Lyle Lovett Meets Ghostface Killah: How Rock-Biopic-Spoof “Walk Hard” Got Its Theme Song
This week, Lyle Lovett released his thirteenth album, It’s Not Big It’s Large. The title is indeed a joke, but probably not the first one that comes to mind. “We had done these arrangements with horn parts, but I’m a folk singer, basically, so the joke was ‘the large band,'” rather than a big band, he explains. “Any time you have a chance to make a joke, you’ve got to take it.” With that credo in mind, the singer-songwriter was perfectly suited to join up with comic genius Judd Apatow on his latest project, the music mockumentary Walk Hard: The Dewey Cox Story. Lovett, who has appeared on film several times in the past (remember his turns in Fear and Loathing in Las Vegas and The Opposite of Sex?) will be gracing the big screen once again this December alongside Jack White, Eddie Vedder, Jewel and Jack Black in a spoof that tracks the long and strange career of Johnny Cash-style figure Cox (John C. Reilly).

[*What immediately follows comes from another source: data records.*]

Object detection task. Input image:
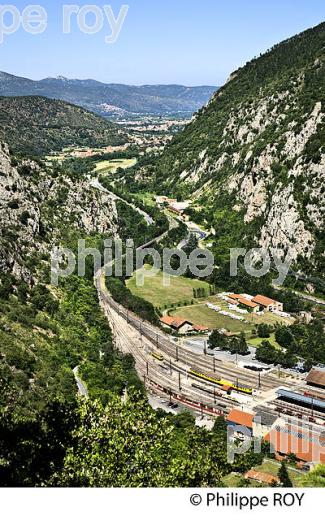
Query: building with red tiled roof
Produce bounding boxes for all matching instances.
[226,408,255,430]
[245,469,280,486]
[226,298,238,305]
[193,325,209,332]
[238,296,260,312]
[253,294,283,312]
[264,424,325,464]
[160,316,193,334]
[306,368,325,388]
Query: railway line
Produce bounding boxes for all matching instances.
[99,279,292,391]
[102,300,231,415]
[94,181,294,415]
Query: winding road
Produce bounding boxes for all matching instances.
[93,181,301,415]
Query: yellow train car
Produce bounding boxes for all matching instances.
[189,368,253,395]
[151,351,164,361]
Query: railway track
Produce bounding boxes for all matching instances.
[100,279,283,391]
[102,300,235,415]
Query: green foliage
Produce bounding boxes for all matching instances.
[106,277,159,325]
[278,461,292,488]
[0,96,126,156]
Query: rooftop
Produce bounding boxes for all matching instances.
[253,294,278,306]
[245,469,280,485]
[160,316,192,329]
[265,424,325,464]
[227,408,254,428]
[306,368,325,386]
[238,297,258,309]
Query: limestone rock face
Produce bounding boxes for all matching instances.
[141,23,325,277]
[0,143,117,281]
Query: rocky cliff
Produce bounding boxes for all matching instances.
[0,143,117,281]
[139,23,325,282]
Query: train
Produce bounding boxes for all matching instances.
[189,368,253,395]
[151,350,164,361]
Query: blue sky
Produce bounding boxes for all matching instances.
[0,0,325,85]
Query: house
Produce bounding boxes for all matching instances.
[160,316,193,334]
[253,408,278,438]
[306,368,325,388]
[168,206,183,217]
[228,294,243,300]
[226,298,239,307]
[226,408,254,438]
[193,325,209,334]
[252,294,283,312]
[245,469,280,486]
[238,296,260,312]
[299,311,313,325]
[264,423,325,465]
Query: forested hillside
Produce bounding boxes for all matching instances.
[136,23,325,288]
[0,96,126,156]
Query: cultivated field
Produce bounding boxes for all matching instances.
[171,296,293,336]
[127,266,210,309]
[96,159,137,175]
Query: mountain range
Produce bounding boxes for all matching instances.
[134,23,325,288]
[0,96,127,157]
[0,72,217,117]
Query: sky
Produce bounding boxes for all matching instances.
[0,0,325,86]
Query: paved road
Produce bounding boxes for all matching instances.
[90,181,302,416]
[90,179,154,226]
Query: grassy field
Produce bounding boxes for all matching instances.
[249,333,281,349]
[172,296,292,336]
[96,159,137,174]
[127,266,209,309]
[170,304,252,334]
[222,459,305,487]
[253,459,306,487]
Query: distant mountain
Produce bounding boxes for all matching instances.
[0,96,127,156]
[138,23,325,286]
[0,72,217,116]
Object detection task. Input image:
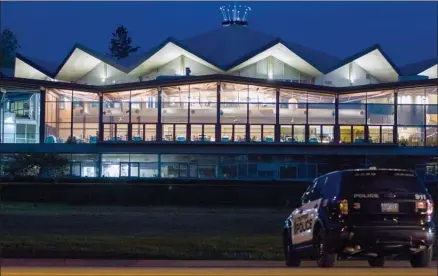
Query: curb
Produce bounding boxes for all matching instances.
[1,259,283,268]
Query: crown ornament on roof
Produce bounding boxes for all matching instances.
[220,4,251,26]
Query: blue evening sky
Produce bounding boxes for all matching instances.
[0,1,438,65]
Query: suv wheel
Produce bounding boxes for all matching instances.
[410,246,433,267]
[368,255,385,267]
[314,229,337,267]
[284,244,301,267]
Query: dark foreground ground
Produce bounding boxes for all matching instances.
[2,259,437,276]
[0,204,436,261]
[0,204,289,260]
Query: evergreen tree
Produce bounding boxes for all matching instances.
[108,25,140,59]
[0,29,20,68]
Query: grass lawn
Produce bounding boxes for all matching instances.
[0,236,283,260]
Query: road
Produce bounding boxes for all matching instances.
[1,261,437,276]
[1,267,437,276]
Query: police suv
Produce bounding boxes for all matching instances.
[283,168,435,267]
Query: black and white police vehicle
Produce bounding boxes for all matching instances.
[283,168,435,267]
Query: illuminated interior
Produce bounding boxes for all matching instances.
[12,82,438,146]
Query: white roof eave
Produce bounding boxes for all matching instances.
[227,42,324,77]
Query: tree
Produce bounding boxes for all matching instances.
[5,153,68,177]
[108,25,140,59]
[0,29,20,68]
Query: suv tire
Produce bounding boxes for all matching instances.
[368,255,385,267]
[410,246,433,267]
[284,244,301,267]
[314,229,337,267]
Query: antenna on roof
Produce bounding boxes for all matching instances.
[220,3,251,26]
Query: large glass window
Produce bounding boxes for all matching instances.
[249,85,276,124]
[279,89,307,124]
[130,88,158,124]
[72,91,99,143]
[162,124,187,142]
[221,125,246,142]
[425,86,438,126]
[339,93,367,125]
[220,83,250,124]
[102,153,129,177]
[103,124,128,142]
[45,89,73,143]
[4,90,40,143]
[102,91,131,124]
[132,124,157,142]
[340,126,365,144]
[280,125,306,143]
[426,126,438,147]
[129,154,158,178]
[191,124,216,142]
[398,126,425,146]
[189,82,217,124]
[368,126,394,144]
[307,92,335,124]
[250,125,275,142]
[397,87,428,126]
[161,85,190,123]
[367,90,394,125]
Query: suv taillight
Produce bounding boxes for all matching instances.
[339,199,348,215]
[426,199,434,217]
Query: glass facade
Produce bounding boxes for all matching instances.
[1,82,438,147]
[0,153,432,182]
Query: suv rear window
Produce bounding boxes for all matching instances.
[342,170,427,193]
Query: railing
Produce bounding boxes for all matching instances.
[11,109,35,120]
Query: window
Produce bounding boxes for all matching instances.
[310,177,327,201]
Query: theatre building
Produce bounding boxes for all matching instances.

Lovett says he was drawn into the project by its co-writer, Jake Kasdan. “I originally talked to him about writing one of the songs, which I never did,” he says. “I ended up getting to sing [the film’s title song] with Jackson Browne, Jewel and Ghostface Killah, which was really fun, but Marshall Crenshaw actually wrote it.” The track is Cox’s biggest hit, and Lovett and Co. appear onscreen briefly as an all-star band in one of the film’s last scenes, when Vedder hands over Cox’s lifetime achievement award at a Grammy-style ceremony. “We shot one day at the Shrine [auditorium in Los Angeles],” Lovett says. The track, he adds, came together effortlessly. “I had met Jackson years ago and he’s always been really kind to me over the years. And I had met Jewel but I had never sung with her. She was great to work with. And it was the first time to meet Ghostface Killah. It was very cool, he’s very cool. There’s a breakdown in our version, in the middle of it, where Jewel yodels and he raps over that.”